安寿の小径

北千住のスピリチュアルな占い師 安寿のブログ http://anju.cho88.com/

愛の力

9月2日の朝、飼い猫のクロちゃんが起きて来ません。
その日の午前1時ごろ、クロは大騒ぎして、いつもなら10分もしないで静かになるのに、その夜は怪しげな声で鳴きながら部屋の中をあちこち歩き回るのです。
何かいるみたいに虚空をにらみつけ、吠えるように鳴き続けます。
いつもは声をかけて少し背中をさすってやると落ち着くのですが、その日はダメでした。


じっと我慢して寝ていたのですが、しばらくすると鳴き止み、どうやらトイレのご様子。

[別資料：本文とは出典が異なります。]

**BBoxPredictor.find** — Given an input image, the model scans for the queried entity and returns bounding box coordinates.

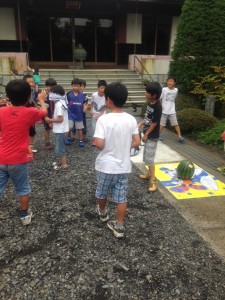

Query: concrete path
[131,126,225,259]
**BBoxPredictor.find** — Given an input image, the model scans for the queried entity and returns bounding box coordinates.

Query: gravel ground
[0,118,225,300]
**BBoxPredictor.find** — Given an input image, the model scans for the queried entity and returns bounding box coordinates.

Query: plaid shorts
[95,171,128,203]
[143,139,158,166]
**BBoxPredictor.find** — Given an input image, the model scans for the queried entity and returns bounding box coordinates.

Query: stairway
[40,69,146,108]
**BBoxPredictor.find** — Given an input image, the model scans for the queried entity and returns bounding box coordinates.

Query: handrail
[134,55,153,82]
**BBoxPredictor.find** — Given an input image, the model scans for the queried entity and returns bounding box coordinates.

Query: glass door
[96,15,116,62]
[50,18,73,61]
[74,17,95,62]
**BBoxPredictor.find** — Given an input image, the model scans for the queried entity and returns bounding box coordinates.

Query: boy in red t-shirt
[0,80,47,225]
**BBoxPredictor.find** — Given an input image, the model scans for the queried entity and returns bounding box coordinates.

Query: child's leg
[77,129,83,141]
[91,116,97,137]
[55,133,68,170]
[8,163,32,225]
[174,125,181,138]
[169,114,184,142]
[116,202,127,226]
[159,125,165,134]
[95,171,110,222]
[143,140,157,192]
[96,199,107,211]
[82,113,87,134]
[45,129,50,144]
[0,165,9,199]
[60,156,68,168]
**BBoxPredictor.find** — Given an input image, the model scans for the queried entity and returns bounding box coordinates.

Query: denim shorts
[55,133,66,158]
[143,139,158,166]
[69,120,84,129]
[0,163,31,198]
[95,171,128,203]
[160,114,178,126]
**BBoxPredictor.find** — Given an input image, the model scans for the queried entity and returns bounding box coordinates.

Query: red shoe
[91,140,96,147]
[45,143,53,150]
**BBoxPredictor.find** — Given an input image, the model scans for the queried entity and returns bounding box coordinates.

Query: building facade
[0,0,184,67]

トイレの砂を蹴散らしています。
機嫌の悪い時に時々するのですが、その内スタスタと部屋に戻って来きて、わざと布団の下の私を踏みつけるようにして、最近寝場所にしているラックの下にもぐり込みました。


ホッとしたのもつかの間、「うっ!臭い!」跳ね起きて布団を見ると、ウンチの足型スタンプ。
やられたと思いクロを見ると、ラック下からこちらを窺っています。
まったく根性の悪いオババ猫!
はやく汚れ物を始末しなければと叱る余裕もなく、掛けるものが少ない夏でよかったと思いながら、とにかく布団カバーやシーツを外し、とりあえず風呂場に持って行き、抵抗するクロをラック下から引きずり出して、足をゴシゴシ。
歯のない口で噛まれたり、引っかかれたり大騒ぎでした。


これからはもっとこんなことが増えるだろうし、明日からは私の寝る部屋を別にしなければいけないなとちょっとさみしい気持ちで眠りにつきました。


と、翌朝クロがなかなか起きてこないのです。
私が出かける昼前になっても寝ているのです。
夜中に騒いで彼疲れているのかと思い、そのまま出かけたのですが、帰って来てトイレを見ても出かけた時のままです。
餌も減っていません。
声をかけると弱々しく鳴くか、返事の代りに尻尾をパタンとするだけです。


19歳の猫ですから、いつどうなっても不思議ではありませんが、あんなに元気だったのに、どうして急にぐったりしてしまったのかと、オロオロするばかり。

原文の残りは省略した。